Deblur cannot associate sequences with different lengths. As such, trimming reads is a required first step in the Deblur pipeline. The sequence trim length is specified by the -t NNN flag, where NNN denotes the length all sequences will be trimmed to. All reads shorter than this length will be discarded. If the input data are known to have a common length, it is possible to disable trimming by specifying a trim value of -1.

Deblur can operate in parallel. The number of threads can be specified by the -O NNN flag (default it 1). Running more threads than available cores is not advised.

Positive and Negative Filtering

Deblur uses two types of filtering on the sequences:

  • Negative mode - removes known artifact sequences (i.e. sequences aligning to PhiX or Adapter with >=95% identity and coverage).

  • Positive mode - keeps only sequences similar to a reference database (by default known 16S sequences). SortMeRNA is used, and any sequence with an e-value <= 10 is retained. Deblur also outputs a BIOM table without this positive filtering step (named all.biom).

The FASTA files for both of these filtering steps can be supplied via the --neg-ref-fp and --pos-ref-fp options. By default, the negative database is composed of PhiX and adapter sequence and the positive database of known 16S sequences.
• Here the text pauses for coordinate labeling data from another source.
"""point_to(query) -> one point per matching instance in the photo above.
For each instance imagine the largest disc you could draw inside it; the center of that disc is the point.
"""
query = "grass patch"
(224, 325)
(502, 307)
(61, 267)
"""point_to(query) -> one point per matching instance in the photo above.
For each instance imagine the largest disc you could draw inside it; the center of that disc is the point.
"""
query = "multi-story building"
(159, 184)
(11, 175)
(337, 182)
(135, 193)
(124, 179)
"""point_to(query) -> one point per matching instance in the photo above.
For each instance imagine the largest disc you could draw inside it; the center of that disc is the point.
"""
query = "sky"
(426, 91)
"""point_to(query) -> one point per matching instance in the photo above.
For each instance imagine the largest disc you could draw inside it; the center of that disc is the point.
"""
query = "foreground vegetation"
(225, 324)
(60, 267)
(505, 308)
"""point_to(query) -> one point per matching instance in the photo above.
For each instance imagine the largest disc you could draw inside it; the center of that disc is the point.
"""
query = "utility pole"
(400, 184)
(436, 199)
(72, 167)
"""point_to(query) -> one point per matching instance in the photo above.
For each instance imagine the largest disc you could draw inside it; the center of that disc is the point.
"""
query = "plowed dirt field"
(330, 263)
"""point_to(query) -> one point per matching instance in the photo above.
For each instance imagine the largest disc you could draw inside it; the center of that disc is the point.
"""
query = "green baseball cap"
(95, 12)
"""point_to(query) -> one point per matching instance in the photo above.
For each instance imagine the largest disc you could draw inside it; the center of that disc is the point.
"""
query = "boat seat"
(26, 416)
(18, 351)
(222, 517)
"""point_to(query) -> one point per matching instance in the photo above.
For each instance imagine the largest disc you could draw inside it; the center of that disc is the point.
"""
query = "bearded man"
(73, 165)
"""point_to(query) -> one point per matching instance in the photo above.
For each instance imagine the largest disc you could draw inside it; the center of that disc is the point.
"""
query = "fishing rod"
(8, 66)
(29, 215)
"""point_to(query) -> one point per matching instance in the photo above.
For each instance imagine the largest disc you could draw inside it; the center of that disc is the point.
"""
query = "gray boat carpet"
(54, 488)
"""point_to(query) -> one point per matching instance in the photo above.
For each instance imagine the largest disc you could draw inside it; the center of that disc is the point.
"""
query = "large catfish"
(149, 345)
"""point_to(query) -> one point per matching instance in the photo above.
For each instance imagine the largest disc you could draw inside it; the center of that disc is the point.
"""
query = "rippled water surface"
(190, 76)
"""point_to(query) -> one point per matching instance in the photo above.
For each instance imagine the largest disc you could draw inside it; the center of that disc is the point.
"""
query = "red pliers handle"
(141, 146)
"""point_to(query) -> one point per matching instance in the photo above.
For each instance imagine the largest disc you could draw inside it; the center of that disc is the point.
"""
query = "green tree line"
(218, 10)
Deblur uses negative mode filtering to remove known artifact (i.e. PhiX and Adapter sequences) prior to denoising. The output of Deblur contains three files: all.biom, which includes all sOTUs, reference-hit.biom, which contains the output of positive filtering of the sOTUs (default only sOTUs similar to 16S sequences), and reference-non-hit.biom, which contains only sOTUs failing the positive filtering (default only non-16S sOTUs).

Minimal Reads Filtering

Deblur runs on each sample independently. However, sometimes there is also additional information based on the total number of times an sOTU is observed in all samples (e.g. an sOTU which is observed only in one sample at low read count is more likely to be pcr/read error as opposed to an sOTU present in many samples). The --min-reads option allows to use this information by removing sOTUs with a total read count (across all samples) lower than the given threshold. The default value is set to 10, and should be useful for most cases. However, if such filtering is not wanted (e.g. if all samples in an experiment are expected not to contain the same bacteria, so no additional information is gained by combining the information from multiple samples), --min-reads can be set to 0 to skip this final filtering step.

Troubleshooting

  • Mac users: if you get the following error:

RuntimeError: Python is not installed as a framework. The Mac OS X backend will not be able to function correctly if Python is not installed as a framework. See the Python documentation for more information on installing Python as a framework on Mac OS X. Please either reinstall Python as a framework, or try one of the other backends. If you are Working with Matplotlib in a virtual enviroment see 'Working with Matplotlib in Virtual environments' in the Matplotlib FAQ

You can solve it by the following commands:

cd ~/.matplotlib
echo "backend: TkAgg" >> ~/.matplotlib/matplotlibrc
  • "Too many open files" : This error indicates deblur is trying to split a single fasta/q file into per-sample files, and the OS does not allow so many open simultaneous open files. Current solution is to use the qiime1.9 command split_sequence_file_on_sample_ids.py or the equivalent qiime2 command to split the single fasta/q file into a directory of per sample fasta/q files and then run deblur with this directory as the input to deblur (--seqs-fp).

Code Development Note

Some of the code in the package deblur has been derived from QIIME. The contributors to these specific QIIME modules have granted permission for this porting to take place and put under the BSD license.